Ueber ein mitgeliefertes Werkzeug liess sich aus den DBF-Dateien ein Skript erzeugen, das direkt in ein physikalisches Modell eingelesen werden kann. Dieses "nackte" wurde dann in das logische Modell konvertiert und ueberarbeitet. Die Vorarbeiten bis zur eigentlichen Restrukturierung des Datenmodells dauerten lediglich einen Tag.

Die Restrukturierung des Datenmodells, die Normalisierung durch das Zusammenfuehren der Entitaeten, das Definieren der Domaenen, die Dokumentation und das Eintragen der Beziehungen sowie das Benennen der logischen Attributnamen statt der kryptischen Namen, die aus den DBF-Dateien uebernommen wurden, erstreckten sich etwa ueber zwei Wochen. Die Anzahl der Entitaeten war auf ungefaehr 70 geschrumpft. Die erstmalige Erstellung der physikalischen Datenbank war daraufhin nur noch einen Knopfdruck entfernt. Damit war der Grundstein fuer das Upsizing-Projekt der WGS gelegt.

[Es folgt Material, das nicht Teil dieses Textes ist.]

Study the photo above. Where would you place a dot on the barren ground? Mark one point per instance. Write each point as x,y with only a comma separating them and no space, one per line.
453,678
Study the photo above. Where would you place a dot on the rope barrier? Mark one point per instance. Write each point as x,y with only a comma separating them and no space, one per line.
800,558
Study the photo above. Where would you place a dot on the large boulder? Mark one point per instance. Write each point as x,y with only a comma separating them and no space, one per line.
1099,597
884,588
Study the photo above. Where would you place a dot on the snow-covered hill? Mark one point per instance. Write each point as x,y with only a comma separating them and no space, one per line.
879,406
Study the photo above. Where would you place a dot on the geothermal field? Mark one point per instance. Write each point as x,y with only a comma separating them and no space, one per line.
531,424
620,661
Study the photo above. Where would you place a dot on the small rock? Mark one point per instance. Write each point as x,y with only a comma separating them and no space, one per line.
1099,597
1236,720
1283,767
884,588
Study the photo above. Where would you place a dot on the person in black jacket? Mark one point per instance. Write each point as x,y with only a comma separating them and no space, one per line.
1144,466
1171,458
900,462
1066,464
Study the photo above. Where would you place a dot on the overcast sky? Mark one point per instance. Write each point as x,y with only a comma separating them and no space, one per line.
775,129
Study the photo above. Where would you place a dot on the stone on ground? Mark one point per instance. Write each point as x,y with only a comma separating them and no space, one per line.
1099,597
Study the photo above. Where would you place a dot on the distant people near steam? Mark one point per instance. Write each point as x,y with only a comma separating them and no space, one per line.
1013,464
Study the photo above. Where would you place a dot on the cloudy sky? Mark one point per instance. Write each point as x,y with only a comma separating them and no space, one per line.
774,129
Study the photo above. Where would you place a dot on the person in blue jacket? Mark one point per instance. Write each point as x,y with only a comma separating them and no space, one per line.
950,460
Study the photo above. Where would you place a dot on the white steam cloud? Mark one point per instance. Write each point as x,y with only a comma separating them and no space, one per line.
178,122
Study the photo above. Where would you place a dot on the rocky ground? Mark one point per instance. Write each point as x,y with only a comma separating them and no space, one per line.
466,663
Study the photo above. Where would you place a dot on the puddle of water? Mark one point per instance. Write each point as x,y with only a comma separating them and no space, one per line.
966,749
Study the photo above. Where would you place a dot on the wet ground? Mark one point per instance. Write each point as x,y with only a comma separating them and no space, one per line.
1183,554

Zwar stand vor Beginn der eigentlichen Codierung der einzelnen Softwareteile das Datenmodell weitgehend fest, doch es unterliegt - wie die Software selbst - einem staendigen Wandel. Deshalb legte die WGS Wert darauf, eine Aenderung des Modells sofort in der Datenbank nachvollziehen zu koennen. Den Entwicklern sollte die Moeglichkeit gegeben werden, permanent mit der aktuellen Version der Datenbank zu arbeiten - und zwar auch dann, wenn schon Daten darin enthalten sind.

Ueblicherweise ist das ein Problem, doch die WGS hatte die Moeglichkeit, sogenannte Alter-Skripte zu erzeugen. Diese enthalten die notwendigen SQL-Zeilen, so dass nur die Aenderungen an der Datenbankstruktur vorgenommen werden. Dies liess sich per ODBC durchfuehren, was einer enormen Zeitersparnis und Vereinfachung des Prozesses gleichkam.

Waehrend des gesamten Projektes wurden Versionen der Modelle in einem Versionskontrollsystem gehalten. Die verschiedenen Versionen, die in die Datenbank uebertragen wurden, konnten auch jeweils im Datenmodellierungs-Tool abgespeichert werden. Sie werden zwingend bei der Generierung der Alter-Skripte benoetigt. Eine weitergehende Versionskontrolle gibt es allerdings nicht - hier zeigt der S-Designor kleine Schwaechen.

Die Einarbeitungszeit fuer das Werkzeug war erstaunlich kurz. Dazu trug unter anderem der Grafik-Editor bei. Bei anderen Werkzeugen, die bei der Auswahl des Tools in Frage kamen, war die Arbeitsweise nicht so intuitiv zu erfassen. Die James Martin Notation, die verwendet wird, braucht - wie alle anderen Notationen auch - eine gewisse Eingewoehnung. Die Mitarbeiter hatten sie aber schon nach etwa ein bis zwei Tagen verinnerlicht.

Der Trigger-Editor soll genutzt werden

Zur Zeit wartet man bei WGS auf eines der staendig erscheinenden Maintenance-Releases. Da die neue Version des verwendeten Datenbanksystems SQL-Base von Gupta inzwischen auch Trigger und Stored Procedures unterstuetzt, moechte WGS diese sinnvollerweise auch in S-Designors Trigger-Editor definieren. Auf diese Weise will man gemaess des bisherigen Konzepts alle zur Datenbank gehoerenden Definitionen zentral in einem Werkzeug halten.

Der Hersteller SDP Technologies wurde kuerzlich von Sybase aufgekauft, will aber seine bisherige Produktphilosophie fortsetzen, so dass man sich fuer die naechsten Jahre im Hause WGS sicher fuehlt. Moeglicherweise laesst sich mit Hilfe des Softwarepartners nun auch die von den Stuttgartern gewuenschte Entwicklung eines Moduls zur Prozessmodellierung realisieren.

* Ronald Knecht ist Geschaeftsfuehrer von Knecht Consulting, einem System- und Beratungshaus im hessischen Egelsbach.